Although piriformis muscle as an etiologic factor for sciatic pain and lower back pain was first described by Yeoman (9) in 1928, correct diagnosis of piriformis syndrome is often delayed and frequently misdiagnosed due to its rarity. In 1937, Beaton and Anson (3) classified possible anatomical relationships between sciatic nerve and piriformis muscle into six types (Fig. 3a–f). However, only a few cases of anatomic variation of the piriformis muscle have been reported as a cause of piriformis syndrome, especially regarding the accessory piriformis muscle. Lee et al. (1) and Sen and Rajesh (4) have reported accessory muscle fibers of piriformis muscles extending medially over the sacral foramen and crossing over the sacral nerves. These corresponded to a type D variation (Fig. 3d). Yadav et al. (5) and Polesello et al. (6) have reported two distinct bellies of piriformis muscles that are fused to form a common tendon and inserted to the greater trochanter. As a nerve branch of the sciatic nerve passed between the accessory belly and the main piriformis muscle in each case, these cases were type B variations (Fig. 3b). However, there are also a few case reports of the accessory piriformis muscle not described in the Beaton and Anson classification. Ravindranath et al. (7) have reported three cadaver cases of accessory piriformis muscle originated from the sacrotuberous ligament or the fascia overlying the gluteus medius. Accessory slips of these cases merged with the main tendinous part of piriformis muscles. However, the sciatic nerve was deeply related to the accessory slip and the main piriformis muscle. Natsis et al. (8) have reported an extremely rare cadaver case of anatomical variation, showing that the piriformis muscle has three muscle bellies.
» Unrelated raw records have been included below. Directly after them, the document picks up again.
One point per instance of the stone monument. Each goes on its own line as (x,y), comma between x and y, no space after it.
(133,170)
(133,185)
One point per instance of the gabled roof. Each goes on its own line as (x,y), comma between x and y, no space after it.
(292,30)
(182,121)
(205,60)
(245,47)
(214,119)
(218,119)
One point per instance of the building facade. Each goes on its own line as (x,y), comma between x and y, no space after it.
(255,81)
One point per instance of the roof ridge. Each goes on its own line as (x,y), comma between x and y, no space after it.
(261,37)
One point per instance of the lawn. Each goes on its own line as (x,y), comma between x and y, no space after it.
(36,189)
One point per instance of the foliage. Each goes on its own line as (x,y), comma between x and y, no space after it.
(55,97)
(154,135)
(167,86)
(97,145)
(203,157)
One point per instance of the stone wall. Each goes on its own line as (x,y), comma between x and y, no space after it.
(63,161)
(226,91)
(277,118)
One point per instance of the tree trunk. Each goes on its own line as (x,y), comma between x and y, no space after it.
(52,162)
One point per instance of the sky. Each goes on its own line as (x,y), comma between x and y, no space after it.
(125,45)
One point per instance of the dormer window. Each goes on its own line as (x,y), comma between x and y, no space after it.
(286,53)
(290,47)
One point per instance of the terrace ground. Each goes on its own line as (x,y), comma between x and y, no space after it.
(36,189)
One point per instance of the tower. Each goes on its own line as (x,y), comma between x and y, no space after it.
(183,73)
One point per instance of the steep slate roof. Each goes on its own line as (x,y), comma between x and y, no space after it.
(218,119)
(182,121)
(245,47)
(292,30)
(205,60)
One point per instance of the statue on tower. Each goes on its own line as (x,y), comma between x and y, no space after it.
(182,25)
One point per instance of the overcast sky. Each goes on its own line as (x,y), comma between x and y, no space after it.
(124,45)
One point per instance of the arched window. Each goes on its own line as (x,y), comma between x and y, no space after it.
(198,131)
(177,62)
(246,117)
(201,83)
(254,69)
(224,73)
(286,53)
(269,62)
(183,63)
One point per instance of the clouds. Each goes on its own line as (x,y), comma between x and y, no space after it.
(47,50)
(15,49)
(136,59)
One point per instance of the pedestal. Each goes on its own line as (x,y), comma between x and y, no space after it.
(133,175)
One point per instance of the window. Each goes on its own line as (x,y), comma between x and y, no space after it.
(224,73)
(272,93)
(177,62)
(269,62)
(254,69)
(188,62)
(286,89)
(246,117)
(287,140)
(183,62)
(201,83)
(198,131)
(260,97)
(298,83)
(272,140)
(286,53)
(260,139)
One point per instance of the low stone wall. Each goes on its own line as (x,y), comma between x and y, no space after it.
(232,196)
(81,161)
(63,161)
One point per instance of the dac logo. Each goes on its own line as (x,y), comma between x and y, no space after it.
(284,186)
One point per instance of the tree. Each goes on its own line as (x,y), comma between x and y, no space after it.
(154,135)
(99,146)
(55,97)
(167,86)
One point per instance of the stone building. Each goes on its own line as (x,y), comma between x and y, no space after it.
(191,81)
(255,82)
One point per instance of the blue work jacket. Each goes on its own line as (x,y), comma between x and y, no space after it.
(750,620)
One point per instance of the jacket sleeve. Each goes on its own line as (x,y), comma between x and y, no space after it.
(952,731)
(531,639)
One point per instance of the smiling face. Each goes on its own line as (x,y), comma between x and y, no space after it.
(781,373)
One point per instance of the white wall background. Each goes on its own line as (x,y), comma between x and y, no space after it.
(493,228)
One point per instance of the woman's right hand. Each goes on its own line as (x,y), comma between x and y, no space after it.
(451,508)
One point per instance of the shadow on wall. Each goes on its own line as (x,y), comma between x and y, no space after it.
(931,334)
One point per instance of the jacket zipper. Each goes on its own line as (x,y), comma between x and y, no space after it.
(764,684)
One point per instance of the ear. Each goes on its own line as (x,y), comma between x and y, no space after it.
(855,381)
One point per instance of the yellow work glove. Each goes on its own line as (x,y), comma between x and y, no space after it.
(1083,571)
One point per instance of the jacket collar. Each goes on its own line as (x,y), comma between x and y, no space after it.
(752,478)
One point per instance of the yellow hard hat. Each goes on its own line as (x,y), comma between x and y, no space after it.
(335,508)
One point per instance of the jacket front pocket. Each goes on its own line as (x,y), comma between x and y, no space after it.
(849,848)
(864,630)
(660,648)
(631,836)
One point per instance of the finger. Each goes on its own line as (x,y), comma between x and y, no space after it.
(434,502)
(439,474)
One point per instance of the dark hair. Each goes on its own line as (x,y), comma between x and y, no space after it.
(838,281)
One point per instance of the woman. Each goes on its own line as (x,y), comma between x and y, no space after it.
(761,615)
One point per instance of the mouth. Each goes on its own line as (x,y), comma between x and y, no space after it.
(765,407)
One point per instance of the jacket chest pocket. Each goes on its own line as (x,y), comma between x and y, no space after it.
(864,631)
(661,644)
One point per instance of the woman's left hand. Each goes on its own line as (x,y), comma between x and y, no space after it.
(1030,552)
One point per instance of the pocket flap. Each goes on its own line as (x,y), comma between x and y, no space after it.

Unlike other cases described previously, our patient had an accessory belly of the piriformis muscle which originated at the inferior aspect and the proximal third portion of the main piriformis muscle, coursed deep to the sciatic nerve, and attached separately into the greater trochanter (Fig. 3g). In addition, coexisting hypertrophy of the piriformis muscle was noted as an additional cause of piriformis syndrome. This is an extremely rare anatomic variation. To the best of our knowledge, such case has not been previously reported.

Although the diagnosis of piriformis syndrome is challenging due to its nonspecific clinical symptoms and the absence of definitive diagnostic tests, MRI can be used to make a confirmative diagnosis of suspected piriformis syndrome by detecting abnormal anatomy of the affected nerve and evaluating the size and anatomic variation of the piriformis muscle (12). In our patient, an accessory belly and hypertrophy of the left piriformis muscle were noted on the patient's MRI. In addition, increased size and increased signal intensity of the infra-piriformis portion of left sciatic nerve were seen on T2-weighted MRI images and MRN. These were sufficient for an imaging diagnosis of piriformis syndrome, consistent with results of the NCS and EMG. However, the present case has not yet been surgically-confirmed as the initial treatment for piriformis syndrome is conservative. Surgical release of the sciatic nerve and sectioning of the accessory belly of the piriformis muscle may be considered in refractory cases (2).

In conclusion, an accessory belly of the piriformis muscle is a rare but important etiology of piriformis syndrome. Radiologists in particular must be aware of this etiology because early recognition using MRI may prevent delayed diagnosis of piriformis syndrome.